(Bloomberg) -- Brazilian retailer Grupo Casas Bahia SA expects to turn a profit again next year now that it’s worked out a deal with creditors, with its top executive signaling that forecast may even be too conservative.

“When we put together the restructuring plan, the idea was to have a profitable company from 2025. But there is a chance to bring that forward,” Chief Executive Officer Renato Franklin said in an interview Wednesday. “With good expectations for the second quarter, we can say results expected for the end of the year could be anticipated.”

Casas Bahia, one of Brazil’s most popular retail chains, posted a net loss of 261 million reais ($51 million) in the first quarter this year. That’s narrower than the 375 million-real loss expected in a Bloomberg survey and an improvement on the 297 million-real loss in same period a year earlier. 

Shares in the company were up as much as 4.5% in Sao Paulo on Thursday morning. 

The company filed an out-of-court deal with its main creditors in late April to reschedule the payment of 4.1 billion reais in debt. The plan includes a 24-month grace period for interest payments and 30 months for the payment of the company’s main debt. “This increases our breathing room and allows us to focus on the company,” the CEO said.

Analysts view even the official forecast for a profit in 2025 with skepticism. They project that Casas Bahia will have net losses until 2027, according to estimates compiled by Bloomberg.

Retailers in Brazil have been crushed by online competition from the likes of MercadoLibre Inc. and Shein Group Ltd.

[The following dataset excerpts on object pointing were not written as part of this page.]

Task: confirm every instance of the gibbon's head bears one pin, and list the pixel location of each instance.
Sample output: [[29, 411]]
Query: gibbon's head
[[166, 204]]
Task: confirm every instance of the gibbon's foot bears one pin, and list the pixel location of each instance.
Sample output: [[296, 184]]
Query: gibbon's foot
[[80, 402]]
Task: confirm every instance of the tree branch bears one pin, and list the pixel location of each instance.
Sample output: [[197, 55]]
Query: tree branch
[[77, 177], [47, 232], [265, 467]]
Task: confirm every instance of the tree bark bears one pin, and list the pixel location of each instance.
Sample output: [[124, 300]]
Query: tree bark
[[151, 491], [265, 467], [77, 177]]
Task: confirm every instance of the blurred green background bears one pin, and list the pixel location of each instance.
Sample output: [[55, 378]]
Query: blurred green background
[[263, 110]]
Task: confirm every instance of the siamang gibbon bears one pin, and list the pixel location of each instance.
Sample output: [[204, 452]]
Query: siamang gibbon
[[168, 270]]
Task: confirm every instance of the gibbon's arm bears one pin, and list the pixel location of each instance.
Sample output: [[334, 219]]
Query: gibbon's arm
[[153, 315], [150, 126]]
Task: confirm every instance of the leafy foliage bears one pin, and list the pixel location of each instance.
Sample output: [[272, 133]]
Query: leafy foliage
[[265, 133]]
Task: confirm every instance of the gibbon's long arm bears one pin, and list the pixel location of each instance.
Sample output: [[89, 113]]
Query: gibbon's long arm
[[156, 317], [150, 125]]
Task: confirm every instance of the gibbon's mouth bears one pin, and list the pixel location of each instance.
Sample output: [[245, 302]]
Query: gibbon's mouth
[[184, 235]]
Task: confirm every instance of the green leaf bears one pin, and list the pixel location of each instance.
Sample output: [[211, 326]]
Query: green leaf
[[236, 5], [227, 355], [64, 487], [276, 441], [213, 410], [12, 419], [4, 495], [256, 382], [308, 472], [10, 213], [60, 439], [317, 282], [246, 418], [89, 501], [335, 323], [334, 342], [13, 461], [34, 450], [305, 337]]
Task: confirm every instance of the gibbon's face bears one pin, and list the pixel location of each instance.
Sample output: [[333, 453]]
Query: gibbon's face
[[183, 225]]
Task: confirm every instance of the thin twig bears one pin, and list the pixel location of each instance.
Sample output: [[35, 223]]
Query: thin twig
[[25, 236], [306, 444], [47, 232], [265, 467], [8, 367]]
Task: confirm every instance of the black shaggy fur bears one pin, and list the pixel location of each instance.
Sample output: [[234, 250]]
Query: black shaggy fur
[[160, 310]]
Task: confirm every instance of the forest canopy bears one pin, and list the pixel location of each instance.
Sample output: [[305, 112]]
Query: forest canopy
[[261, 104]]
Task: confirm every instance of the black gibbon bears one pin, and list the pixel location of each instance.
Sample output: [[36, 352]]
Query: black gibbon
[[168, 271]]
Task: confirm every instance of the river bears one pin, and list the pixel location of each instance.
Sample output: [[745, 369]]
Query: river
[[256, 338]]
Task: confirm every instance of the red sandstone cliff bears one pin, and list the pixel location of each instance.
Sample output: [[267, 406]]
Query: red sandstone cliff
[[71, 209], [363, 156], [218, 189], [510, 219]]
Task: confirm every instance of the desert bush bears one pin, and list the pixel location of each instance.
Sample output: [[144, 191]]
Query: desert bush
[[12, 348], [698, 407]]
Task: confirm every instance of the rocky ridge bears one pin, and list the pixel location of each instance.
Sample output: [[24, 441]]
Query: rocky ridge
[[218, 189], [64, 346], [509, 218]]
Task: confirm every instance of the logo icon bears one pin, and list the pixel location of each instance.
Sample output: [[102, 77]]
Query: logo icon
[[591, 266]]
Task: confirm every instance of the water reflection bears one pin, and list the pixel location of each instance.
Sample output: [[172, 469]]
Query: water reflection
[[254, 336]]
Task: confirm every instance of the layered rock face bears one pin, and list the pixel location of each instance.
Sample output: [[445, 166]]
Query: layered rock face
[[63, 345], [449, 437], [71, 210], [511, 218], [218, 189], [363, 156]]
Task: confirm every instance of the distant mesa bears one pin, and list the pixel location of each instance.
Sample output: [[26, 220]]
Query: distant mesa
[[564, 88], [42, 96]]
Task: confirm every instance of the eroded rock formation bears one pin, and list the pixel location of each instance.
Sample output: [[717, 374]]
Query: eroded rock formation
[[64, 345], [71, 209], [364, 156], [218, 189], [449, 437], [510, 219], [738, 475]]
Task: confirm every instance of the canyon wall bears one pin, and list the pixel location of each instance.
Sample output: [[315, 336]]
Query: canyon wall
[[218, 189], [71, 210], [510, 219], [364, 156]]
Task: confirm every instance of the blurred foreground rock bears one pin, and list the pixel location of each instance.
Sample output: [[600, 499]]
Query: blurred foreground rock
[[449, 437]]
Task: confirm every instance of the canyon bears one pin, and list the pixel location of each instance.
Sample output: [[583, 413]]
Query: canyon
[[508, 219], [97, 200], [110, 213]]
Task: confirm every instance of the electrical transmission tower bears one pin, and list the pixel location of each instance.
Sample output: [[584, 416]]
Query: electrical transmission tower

Many took on debt to improve their e-commerce logistics and infrastructure, then struggled when interest rates rose in the battle against inflation.

Franklin cited positive furniture sales data, improved credit-card issuance and optimism about Mother’s Day results, as well as progress on cost reduction and successful negotiations with creditors, as reasons to anticipate an upside surprise in coming months.

He said the company has already finished closing stores and is carrying out large liquidations to clear stock, which gave it “cleaner” results in the first quarter and took pressure off margins. Casas Bahia’s gross margin was 30% in the first three months of 2024.

Franklin said improved macroeconomic conditions would also act as a tailwind, but said Casas Bahia isn’t counting on that. “The plan is to make a profit with this scenario of repressed demand and high rates,” he said, adding that the retailer works with a benchmark Selic rate of 10% over a 12-month period.